Sur le rôle des banderilles, les opinions des historiens sont divergentes, parfois contradictoires. Pour Auguste Lafont : « le tercio de banderilles consiste à parachever l'action du picador, régler de la tête du taureau, et raviver l'ardeur de l'animal qui est fatigué après la pique, pour le préparer au travail de muleta[17]. »

Selon Claude Popelin et Yves Harté : « L'objectif des banderilles n'est nullement de diminuer la force du taureau [...]. Il est plutôt le moyen d'occuper un temps de récupération qui lui est laissé entre ses dures rencontres avec les picadors[18]. »

Pour Robert Bérard :« On peut fort pertinemment se poser la question de l'utilité des banderilles lorsqu'on voit la multiplication inconsidérée du nombre de capotazos qui fatiguent l'animal et le rendent Avisé. On a prétendu que les banderilles servent à corriger les défauts du taureau après la pique. Nous en doutons.(…) Un tercio de banderilles mal exécuté peut accentuer les défauts de l'animal (…) Bien exécutée, cette suerte rend au taureau le champ de vision qu'il a perdu au moment de la pique[19]. »

Toutefois, ce même historien reconnaît au tercio de banderilles une utilité lorsqu'il est correctement exécuté. Entre autres, il permet au matador d'observer le comportement du taureau, de savoir la manière dont il attaque l'homme, s'il part au premier cite ou s'il faut le solliciter plusieurs fois, si sa charge est régulière[20]

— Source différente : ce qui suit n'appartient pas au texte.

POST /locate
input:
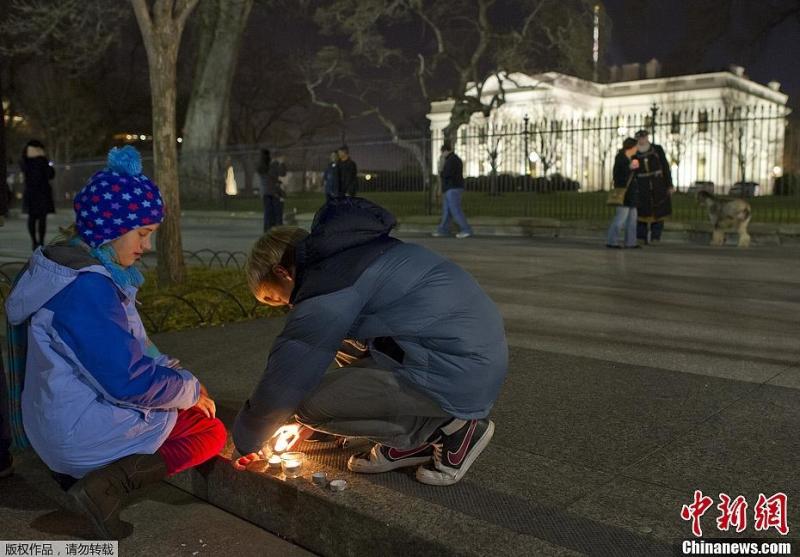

Pour Paul Casanova et Pierre Dupuy, la finalité des banderilles n'est pas claire : « S'agit-il de laisser souffler le taureau après la dure épreuve des piques? Ou au contraire de compléter l'action des picadors pour préparer la mort de l'animal? Ce qui est certain, c'est qu'un deuxième tiers mal conduit ou trop long amène le taureau à se décomposer. Le torero Bombita avait demandé le taureau ne soit banderillé qu'à la demande du matador, Le torero Federico Alcazar avait demandé, qu'on supprime ce tercio[15]. »

Corrida de rejón[modifier | modifier le code]

Au premier tercio des corridas de rejón le torero à cheval utilise des rejóns qui n'ont qu'un très lointain rapport avec les banderilles. Ces javelots remplacent la pique et tiennent lieu de « châtiment ». En langue portugaise, on les appelle farpas synonyme de rejón[21]. Ce sont des javelots de bois de 160 centimètres de long qui se terminent par un fer de 15 cm à double tranchant. Le fer est fixé à la hampe par une cheville pré-taillée en sorte qu'elle se sépare en deux parties au moment de la pose, libérant ainsi un drapeau qui sert de leurre.

Au deuxième tercio le rejoneador plante des banderilles de diverses catégories. Certaines sont similaires à celles de la corrida à pied. Les plus spectaculaires sont les banderilles courtes, que l'on n'utilise pas dans la corrida à pied, et qui exigent une grande habileté du rejoneador car elles sont plus risquées à poser, soit à une main, soit à deux mains. La plus risquée de toute est « la rose », une banderille très courte semblable à la devise d'une ganadería inventée par Ángel Peralta, surmontée d'une rose[22].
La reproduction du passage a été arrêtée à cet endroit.